Finding an orthonormal basis from an existing one in a Hilbert space

Question

Suppose we are given a separable Hilbert space $H$ with countable orthonormal basis $\{e_n\}$. Suppose we are given an orthonormal set $\{f_n\}$ such that $\sum\|e_n-f_n\| < 1$. How do we prove that $\{f_n\}$ is in fact an orthonormal basis?

Answer 1

Recall that an orthonormal sequence in a Hilbert space is an orthonormal basis if and only if it is complete, that is $x\perp f_n$ for all $n$ if and only if $x=0$.
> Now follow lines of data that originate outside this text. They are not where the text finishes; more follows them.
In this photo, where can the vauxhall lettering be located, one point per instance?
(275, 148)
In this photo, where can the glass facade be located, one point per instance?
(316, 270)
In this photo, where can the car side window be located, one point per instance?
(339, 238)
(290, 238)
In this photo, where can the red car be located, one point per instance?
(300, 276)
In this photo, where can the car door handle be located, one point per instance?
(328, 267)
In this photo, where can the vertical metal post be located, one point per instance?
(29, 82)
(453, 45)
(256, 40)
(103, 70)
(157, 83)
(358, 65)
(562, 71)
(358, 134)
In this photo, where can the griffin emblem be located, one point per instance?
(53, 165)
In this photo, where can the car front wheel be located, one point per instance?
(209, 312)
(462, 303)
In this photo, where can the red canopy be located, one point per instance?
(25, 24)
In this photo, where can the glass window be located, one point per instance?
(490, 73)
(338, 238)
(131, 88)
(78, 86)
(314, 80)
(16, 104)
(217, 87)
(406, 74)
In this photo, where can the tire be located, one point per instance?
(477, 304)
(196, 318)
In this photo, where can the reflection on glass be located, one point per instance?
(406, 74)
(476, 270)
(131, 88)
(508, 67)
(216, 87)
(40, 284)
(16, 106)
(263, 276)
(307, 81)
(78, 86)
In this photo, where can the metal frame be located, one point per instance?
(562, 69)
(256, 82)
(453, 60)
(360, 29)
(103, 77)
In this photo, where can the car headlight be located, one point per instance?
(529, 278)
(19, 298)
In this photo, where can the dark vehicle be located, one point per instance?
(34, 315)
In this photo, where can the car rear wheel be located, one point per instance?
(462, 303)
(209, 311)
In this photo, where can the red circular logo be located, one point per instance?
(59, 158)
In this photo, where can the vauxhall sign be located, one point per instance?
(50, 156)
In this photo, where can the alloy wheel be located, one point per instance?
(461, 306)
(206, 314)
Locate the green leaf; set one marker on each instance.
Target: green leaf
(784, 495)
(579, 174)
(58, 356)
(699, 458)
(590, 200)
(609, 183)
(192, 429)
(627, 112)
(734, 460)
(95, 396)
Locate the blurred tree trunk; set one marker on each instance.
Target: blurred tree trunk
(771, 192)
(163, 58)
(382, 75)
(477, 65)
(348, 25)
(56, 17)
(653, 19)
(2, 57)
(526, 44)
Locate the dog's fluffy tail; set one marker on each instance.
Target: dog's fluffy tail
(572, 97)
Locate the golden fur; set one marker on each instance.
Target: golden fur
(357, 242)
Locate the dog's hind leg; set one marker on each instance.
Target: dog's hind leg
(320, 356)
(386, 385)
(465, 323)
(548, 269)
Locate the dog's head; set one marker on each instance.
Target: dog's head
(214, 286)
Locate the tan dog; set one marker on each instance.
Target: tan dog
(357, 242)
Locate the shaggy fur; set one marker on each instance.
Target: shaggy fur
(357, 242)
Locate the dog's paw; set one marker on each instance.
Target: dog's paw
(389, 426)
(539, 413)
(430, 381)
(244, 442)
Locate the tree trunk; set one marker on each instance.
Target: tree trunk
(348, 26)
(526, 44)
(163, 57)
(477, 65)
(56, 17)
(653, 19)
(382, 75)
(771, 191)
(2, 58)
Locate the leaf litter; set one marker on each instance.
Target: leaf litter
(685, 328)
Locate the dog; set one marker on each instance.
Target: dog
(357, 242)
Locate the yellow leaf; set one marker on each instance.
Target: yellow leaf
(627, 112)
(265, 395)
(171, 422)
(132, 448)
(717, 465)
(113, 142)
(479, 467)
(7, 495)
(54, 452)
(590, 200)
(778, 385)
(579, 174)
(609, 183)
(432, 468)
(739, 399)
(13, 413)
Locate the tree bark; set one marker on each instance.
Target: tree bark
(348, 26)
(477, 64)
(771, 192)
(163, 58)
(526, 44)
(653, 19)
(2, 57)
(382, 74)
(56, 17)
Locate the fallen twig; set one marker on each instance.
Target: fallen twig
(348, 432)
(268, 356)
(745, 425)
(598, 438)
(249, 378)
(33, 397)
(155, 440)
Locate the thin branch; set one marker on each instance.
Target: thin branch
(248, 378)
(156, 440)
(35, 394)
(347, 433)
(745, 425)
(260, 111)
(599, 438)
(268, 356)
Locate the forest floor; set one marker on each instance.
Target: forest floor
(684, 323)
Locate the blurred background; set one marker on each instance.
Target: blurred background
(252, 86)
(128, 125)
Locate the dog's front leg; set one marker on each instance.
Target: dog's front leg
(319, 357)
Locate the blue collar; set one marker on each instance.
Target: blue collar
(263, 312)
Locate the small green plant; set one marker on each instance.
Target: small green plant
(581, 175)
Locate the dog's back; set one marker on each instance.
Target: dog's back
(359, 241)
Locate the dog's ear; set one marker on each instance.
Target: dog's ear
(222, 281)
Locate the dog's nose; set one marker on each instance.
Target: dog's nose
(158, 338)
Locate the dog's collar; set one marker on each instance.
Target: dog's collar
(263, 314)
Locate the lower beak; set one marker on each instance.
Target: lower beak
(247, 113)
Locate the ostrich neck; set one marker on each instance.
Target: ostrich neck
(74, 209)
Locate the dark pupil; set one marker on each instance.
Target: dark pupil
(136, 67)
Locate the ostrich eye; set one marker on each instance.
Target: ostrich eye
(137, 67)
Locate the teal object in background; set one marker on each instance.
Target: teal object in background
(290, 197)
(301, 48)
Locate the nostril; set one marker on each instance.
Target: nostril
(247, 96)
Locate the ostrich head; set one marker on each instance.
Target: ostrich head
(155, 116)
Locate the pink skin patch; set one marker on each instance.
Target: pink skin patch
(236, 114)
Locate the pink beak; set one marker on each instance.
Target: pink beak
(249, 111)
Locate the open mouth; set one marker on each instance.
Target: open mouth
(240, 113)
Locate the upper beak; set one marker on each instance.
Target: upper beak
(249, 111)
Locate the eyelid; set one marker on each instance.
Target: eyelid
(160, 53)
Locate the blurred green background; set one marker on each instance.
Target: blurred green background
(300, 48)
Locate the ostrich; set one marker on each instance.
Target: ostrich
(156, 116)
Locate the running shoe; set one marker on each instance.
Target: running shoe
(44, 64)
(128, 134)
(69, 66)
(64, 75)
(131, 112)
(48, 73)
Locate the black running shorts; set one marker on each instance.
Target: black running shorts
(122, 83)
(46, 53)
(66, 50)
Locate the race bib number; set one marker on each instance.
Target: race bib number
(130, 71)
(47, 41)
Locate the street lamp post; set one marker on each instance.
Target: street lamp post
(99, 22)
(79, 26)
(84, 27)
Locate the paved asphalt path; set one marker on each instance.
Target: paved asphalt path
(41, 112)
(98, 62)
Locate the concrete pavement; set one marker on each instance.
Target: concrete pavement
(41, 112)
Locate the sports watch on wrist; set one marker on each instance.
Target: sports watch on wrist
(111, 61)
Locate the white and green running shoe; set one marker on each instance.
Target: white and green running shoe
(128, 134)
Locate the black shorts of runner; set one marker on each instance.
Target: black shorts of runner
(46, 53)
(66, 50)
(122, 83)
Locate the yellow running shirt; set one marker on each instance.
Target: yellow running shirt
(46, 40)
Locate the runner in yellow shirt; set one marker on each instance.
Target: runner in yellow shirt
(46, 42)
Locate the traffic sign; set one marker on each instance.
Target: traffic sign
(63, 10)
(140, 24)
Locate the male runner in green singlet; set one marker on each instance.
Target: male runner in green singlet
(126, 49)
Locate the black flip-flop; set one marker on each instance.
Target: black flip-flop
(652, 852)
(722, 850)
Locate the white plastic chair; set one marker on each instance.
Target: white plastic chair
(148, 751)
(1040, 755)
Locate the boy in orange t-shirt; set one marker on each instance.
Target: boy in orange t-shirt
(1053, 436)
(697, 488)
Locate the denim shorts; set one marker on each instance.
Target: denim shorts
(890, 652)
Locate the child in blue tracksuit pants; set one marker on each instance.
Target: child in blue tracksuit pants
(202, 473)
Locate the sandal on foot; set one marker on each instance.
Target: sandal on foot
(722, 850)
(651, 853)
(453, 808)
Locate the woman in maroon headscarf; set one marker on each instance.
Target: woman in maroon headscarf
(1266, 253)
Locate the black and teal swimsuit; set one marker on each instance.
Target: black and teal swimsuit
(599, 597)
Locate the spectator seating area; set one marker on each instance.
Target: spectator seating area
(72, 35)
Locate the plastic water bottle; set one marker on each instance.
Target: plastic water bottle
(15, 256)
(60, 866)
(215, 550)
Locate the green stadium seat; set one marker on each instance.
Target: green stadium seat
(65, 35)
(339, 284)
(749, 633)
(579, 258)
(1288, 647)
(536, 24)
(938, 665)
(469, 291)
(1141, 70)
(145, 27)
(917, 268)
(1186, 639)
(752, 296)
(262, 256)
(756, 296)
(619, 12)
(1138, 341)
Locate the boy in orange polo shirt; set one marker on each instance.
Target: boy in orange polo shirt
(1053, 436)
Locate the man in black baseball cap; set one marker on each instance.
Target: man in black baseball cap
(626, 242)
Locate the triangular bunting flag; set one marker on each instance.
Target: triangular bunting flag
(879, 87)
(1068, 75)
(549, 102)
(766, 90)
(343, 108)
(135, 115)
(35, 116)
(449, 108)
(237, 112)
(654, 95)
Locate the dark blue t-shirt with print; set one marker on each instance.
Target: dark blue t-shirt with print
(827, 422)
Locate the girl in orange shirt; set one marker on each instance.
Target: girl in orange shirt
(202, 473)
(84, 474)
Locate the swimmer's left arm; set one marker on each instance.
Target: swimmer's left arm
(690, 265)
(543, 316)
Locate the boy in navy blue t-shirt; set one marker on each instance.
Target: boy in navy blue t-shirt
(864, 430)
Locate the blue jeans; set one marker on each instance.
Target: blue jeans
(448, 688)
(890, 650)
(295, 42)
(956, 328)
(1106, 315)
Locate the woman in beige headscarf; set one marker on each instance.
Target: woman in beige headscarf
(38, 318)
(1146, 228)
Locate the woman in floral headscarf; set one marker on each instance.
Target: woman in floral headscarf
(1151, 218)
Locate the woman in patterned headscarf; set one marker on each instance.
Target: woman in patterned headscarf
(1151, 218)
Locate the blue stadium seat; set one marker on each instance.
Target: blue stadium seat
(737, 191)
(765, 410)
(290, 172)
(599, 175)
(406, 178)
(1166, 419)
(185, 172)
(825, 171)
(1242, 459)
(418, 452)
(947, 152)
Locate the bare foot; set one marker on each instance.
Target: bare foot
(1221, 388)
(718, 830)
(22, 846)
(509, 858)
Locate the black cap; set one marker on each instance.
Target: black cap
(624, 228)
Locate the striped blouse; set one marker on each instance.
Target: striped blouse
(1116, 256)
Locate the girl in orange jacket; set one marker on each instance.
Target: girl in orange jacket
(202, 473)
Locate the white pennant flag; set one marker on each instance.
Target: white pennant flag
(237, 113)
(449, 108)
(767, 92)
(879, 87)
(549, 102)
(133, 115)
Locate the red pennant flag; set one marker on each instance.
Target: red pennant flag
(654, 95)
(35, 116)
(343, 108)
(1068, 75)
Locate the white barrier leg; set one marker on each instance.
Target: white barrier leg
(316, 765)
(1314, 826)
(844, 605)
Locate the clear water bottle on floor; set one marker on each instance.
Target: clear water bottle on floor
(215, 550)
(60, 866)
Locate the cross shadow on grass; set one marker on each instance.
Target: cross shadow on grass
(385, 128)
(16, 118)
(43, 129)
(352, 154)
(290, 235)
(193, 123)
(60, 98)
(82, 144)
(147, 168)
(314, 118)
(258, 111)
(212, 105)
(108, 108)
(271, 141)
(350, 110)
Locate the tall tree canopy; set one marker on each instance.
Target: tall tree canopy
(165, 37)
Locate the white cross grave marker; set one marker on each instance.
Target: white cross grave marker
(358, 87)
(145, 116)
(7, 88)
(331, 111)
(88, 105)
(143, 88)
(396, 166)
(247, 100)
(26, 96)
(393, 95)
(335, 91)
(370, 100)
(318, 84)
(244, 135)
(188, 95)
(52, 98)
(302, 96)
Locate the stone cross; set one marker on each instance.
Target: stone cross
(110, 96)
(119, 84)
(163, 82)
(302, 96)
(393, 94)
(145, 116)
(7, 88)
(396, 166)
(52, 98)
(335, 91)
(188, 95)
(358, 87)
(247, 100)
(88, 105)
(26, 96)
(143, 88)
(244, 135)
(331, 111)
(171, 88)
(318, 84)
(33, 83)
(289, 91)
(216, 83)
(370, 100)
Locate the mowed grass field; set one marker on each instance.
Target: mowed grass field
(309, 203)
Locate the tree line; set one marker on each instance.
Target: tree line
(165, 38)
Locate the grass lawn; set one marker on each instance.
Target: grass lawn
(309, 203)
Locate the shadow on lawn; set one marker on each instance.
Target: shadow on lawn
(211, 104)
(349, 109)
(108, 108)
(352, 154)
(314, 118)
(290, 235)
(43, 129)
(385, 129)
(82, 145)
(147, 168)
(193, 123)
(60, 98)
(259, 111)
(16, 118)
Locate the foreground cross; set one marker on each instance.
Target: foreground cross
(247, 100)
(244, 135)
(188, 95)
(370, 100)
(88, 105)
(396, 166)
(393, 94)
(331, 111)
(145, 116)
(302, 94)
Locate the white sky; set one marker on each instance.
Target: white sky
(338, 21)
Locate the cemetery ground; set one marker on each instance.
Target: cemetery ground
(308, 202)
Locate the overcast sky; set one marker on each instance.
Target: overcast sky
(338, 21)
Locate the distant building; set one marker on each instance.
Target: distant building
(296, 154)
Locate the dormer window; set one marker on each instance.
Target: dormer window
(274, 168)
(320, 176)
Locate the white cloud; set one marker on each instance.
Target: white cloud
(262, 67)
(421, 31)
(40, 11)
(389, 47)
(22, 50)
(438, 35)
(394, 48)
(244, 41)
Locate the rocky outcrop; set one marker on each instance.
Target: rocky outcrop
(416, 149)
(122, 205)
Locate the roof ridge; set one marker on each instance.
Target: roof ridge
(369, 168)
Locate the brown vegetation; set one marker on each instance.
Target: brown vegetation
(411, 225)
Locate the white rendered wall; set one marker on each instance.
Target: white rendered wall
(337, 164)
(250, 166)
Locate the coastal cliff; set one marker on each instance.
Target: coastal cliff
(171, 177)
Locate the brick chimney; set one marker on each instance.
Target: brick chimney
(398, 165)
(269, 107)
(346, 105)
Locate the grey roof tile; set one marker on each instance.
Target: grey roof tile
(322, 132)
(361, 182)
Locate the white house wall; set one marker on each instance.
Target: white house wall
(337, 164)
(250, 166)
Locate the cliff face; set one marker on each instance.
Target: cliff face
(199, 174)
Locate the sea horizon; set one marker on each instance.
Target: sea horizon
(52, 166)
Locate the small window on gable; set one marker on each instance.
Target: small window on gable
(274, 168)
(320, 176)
So, suppose that $x\perp f_n$ for all $n$ but $x\neq 0$. Then,

$$ \vert \langle x,e_n\rangle\vert = \vert \langle x,e_n-f_n+f_n\rangle\vert \leq \vert \langle x,e_n-f_n\rangle\vert+\vert \langle x,f_n\rangle\vert=\vert\langle x,e_n-f_n\rangle\vert $$ where the last equality follows since $\langle x,f_n\rangle = 0$ for all $n$ by assumption. Squaring both sides and using CSB inequality, we obtain

$$ \vert \langle x,e_n\rangle\vert^2\leq \vert\langle x,e_n-f_n\rangle\vert^2\leq \|x\|^2\|e_n-f_n\|^2 $$ Summing both sides, we obtain

$$ \sum_{n=1}^\infty\vert \langle x,e_n\rangle\vert^2\leq \|x\|^2\sum_{n=1}^\infty\|e_n-f_n\|^2 $$ Now, your assumption that $\sum\|e_n-f_n\|<1$ implies that the sum of the squares is also strictly less than one. Thus if $x\perp f_n$ for all $n$, we have shown that

$$ \sum_{n=1}^\infty\vert\langle x,e_n\rangle\vert^2 < \|x\|^2, $$which is a contradiction of the Pythagorean theorem/Parseval's identity. Thus $x=0$, and $\{f_n\}$ is complete.